Elsewhere in his South Friedrichstadt text Eisenman describes Berlin, before the destruction of the Wall and reunification, as belonging 'to the world in the largest sense, that its specificity and identity have been sacrificed on the altar of modern history; that it is now the crossroads of every place and no-place'. Such muted echoes of JFK's 'Ich bin ein Berliner' (which I'm assured that only the wilfully incomprehending translate as the soundbite koan 'I am a doughnut') emphasize Berlin's status as a kind of historical memory card for the planet. But the words also illustrate Eisenman's tendency to construct elaborate textual by-products as a consequence of his penchant for cultural theory.

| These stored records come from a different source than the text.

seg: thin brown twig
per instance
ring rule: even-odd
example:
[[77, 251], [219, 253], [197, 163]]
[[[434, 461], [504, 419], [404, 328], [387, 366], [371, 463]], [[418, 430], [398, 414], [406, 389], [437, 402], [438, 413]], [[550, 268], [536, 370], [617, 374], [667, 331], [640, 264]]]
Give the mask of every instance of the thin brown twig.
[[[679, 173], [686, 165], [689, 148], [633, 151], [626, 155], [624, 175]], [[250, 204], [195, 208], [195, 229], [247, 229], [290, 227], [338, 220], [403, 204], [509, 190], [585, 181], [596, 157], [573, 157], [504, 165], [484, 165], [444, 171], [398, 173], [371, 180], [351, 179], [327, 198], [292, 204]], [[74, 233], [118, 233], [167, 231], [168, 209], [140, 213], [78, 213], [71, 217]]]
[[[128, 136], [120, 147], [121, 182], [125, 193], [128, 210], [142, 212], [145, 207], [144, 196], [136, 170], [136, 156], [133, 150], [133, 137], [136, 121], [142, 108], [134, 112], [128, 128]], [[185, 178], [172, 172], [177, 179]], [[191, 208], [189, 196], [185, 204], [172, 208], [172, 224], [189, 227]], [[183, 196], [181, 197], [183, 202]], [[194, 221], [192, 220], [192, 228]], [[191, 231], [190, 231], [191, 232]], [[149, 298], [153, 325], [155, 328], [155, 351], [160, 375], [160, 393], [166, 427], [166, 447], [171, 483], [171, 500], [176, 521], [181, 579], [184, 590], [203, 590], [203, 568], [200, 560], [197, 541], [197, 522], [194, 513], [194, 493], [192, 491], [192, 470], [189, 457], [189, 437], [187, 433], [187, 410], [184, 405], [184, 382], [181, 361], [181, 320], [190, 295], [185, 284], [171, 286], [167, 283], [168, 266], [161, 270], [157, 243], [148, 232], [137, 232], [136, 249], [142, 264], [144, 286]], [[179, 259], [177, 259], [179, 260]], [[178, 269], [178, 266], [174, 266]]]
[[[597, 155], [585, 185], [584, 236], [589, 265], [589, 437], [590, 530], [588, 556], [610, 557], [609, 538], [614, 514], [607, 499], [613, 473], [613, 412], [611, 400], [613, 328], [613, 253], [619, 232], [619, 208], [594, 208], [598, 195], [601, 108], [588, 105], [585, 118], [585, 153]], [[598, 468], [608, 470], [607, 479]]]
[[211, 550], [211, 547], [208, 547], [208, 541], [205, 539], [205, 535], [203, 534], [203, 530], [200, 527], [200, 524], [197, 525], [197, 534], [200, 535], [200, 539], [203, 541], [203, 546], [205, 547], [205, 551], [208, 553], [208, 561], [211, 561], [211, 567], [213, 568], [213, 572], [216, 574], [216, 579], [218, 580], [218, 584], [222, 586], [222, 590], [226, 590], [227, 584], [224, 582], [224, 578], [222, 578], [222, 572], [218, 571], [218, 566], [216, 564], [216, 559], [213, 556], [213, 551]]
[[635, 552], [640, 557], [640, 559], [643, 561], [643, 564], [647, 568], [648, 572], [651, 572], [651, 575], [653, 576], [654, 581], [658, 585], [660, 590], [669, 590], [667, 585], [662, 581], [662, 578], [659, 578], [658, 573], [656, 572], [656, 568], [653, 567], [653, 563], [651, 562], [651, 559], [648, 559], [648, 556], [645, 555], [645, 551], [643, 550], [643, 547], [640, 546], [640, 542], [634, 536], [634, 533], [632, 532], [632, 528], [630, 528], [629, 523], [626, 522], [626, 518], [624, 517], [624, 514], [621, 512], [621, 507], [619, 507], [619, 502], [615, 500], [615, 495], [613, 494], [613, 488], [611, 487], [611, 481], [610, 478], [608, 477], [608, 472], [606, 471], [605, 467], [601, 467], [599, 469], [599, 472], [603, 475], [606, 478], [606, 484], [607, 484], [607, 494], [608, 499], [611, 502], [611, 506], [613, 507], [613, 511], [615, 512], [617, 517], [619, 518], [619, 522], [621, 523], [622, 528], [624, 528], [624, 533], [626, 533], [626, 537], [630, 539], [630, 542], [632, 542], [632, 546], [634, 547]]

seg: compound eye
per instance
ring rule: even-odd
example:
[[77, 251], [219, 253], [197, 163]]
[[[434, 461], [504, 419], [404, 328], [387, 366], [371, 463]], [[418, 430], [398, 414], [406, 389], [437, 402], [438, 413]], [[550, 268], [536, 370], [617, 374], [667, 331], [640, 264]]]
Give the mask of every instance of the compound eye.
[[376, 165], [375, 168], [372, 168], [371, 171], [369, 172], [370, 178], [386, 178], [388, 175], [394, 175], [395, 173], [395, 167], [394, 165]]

Throughout his long career as an architect, educator, and writer, Eisenman has been intellectually mining various contemporary isms: first Chomsky then Derrida (as the move from structuralism to poststructuralism seemed to dictate) providing the impetus for his own philosophy of design. As the perceptive architectural historian and thinker Robin Evans once noted, Eisenman uses a fascination with 'architecture as writing' as a smokescreen, a kind of protection that camouflages the real interest of his work. Which makes it a satisfyingly simple matter that the structure for which he will probably be remembered most was the outcome of a wayward stroll in the bygone back country.